By: David Lee Matthews
Crain's Chicago Business

Real estate veteran Sean Conlon has a new partner to boost the profile of his North Side residential brokerage in a rising market.

The owner of Conlon Real Estate is teaming up with Christie's International Real Estate, the real estate arm of the historic London auction house, making Conlon the only Christie's affiliate in Chicago. Mr. Conlon aims to boost his firm's brand and reach with Christie's marketing support and international cachet. Mr. Conlon, who declined to disclose terms of the deal, will remain owner of his company.

“(Christie's has) not had a presence in Chicago for a long time,” Mr. Conlon said. “They complement the company most able to serve the high-end market, so I find that to be quite a compliment.”

A native Irishman who worked as a janitor when he first arrived stateside in 1990, Mr. Conlon grew into one of Chicago's most productive brokers by working with developers and asking would-be home sellers door-to-door for business. He co-founded another residential brokerage, Sussex & Reilly, during the last boom and sold it in 2006 as the market was peaking. He launched Conlon three years later, as local home prices and sales were tumbling.

Conlon now boasts more than 200 sales agents and just opened a fourth office in Lincoln Park as the market continues to come back. By teaming with Christie's, Mr. Conlon hopes his mid-tier brokerage will gain international exposure and clientele and attract new luxury brokers and buyers. Already, Mr. Conlon said, his firm moved “several hedge fund guys” out of London to Chicago, declining to elaborate.

“Chicago is finally on its way to being recognized as an international city,” Mr. Conlon said. “To have global access to 140 locations in 40 countries is absolutely necessary.”

Mr. Conlon expects the new affiliation to improve his branding and exposure to an international pool of luxury buyers. Conlon will be listed as an affiliate on the Christie's website, and the company will swap referrals in the network for home shoppers leaving or arriving in Chicago, he said. Mr. Conlon, who plans on opening more offices, also expects the Christie's brand to help recruit high-end sales agents to his firm.

"I would say there will be plenty of interesting news in the coming months," he said.

Though growing, the brokerage will need much more business to join the area's biggest firms. Conlon sold $500 million in residential real estate last year, compared to $3.2 billion for Chicago brokerage @properties and $6.7 billion for market leader Coldwell Banker NRT. Conlon has sold more than $300 million through the first half of this year.

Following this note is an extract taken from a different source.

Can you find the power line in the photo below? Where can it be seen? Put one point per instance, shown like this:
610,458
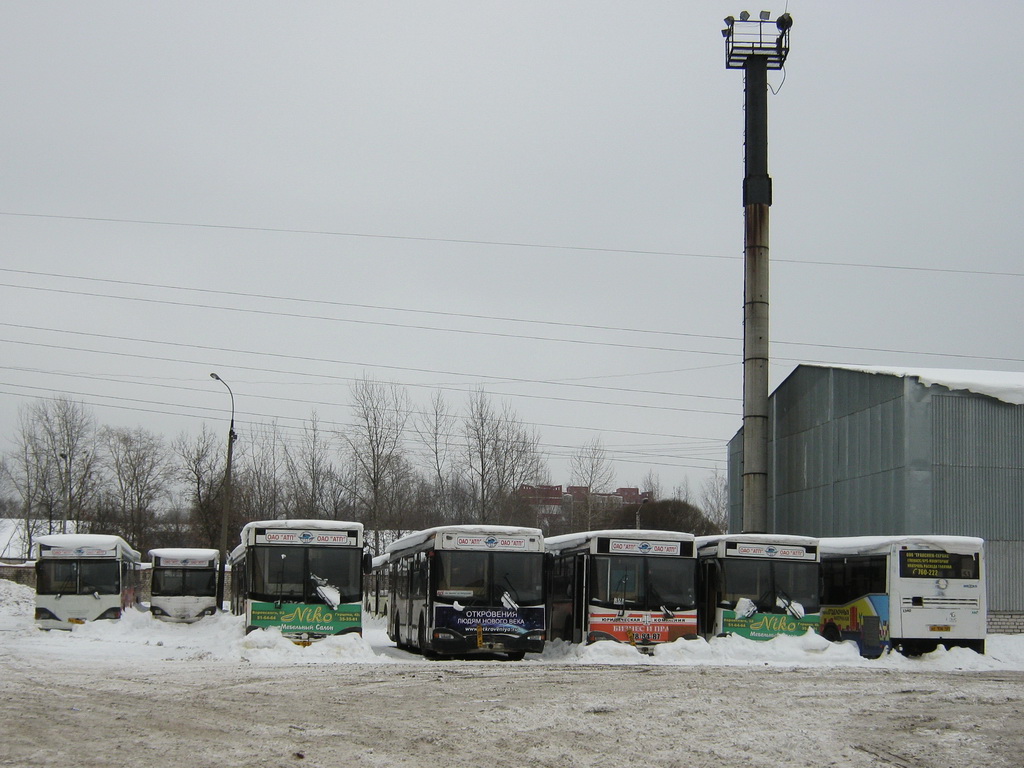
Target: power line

Most of the large real estate firms already have a luxury affiliation, and Christie's support should help Conlon, said Prudential Rubloff Properties broker Jeff Lowe, who worked for Mr. Conlon for 10 years at Sussex & Reilly. Jameson became a Sotheby's affiliate in 2011.

As long as mortgage interest rates “stay in check,” the new partnership should work well with a strong market ahead, Mr. Lowe said.

“I'm very fond of Sean, and I think they have some really strong brokers,” Mr. Lowe said. “It's a move in the right direction for him.”

A Christie's executive did not return a message.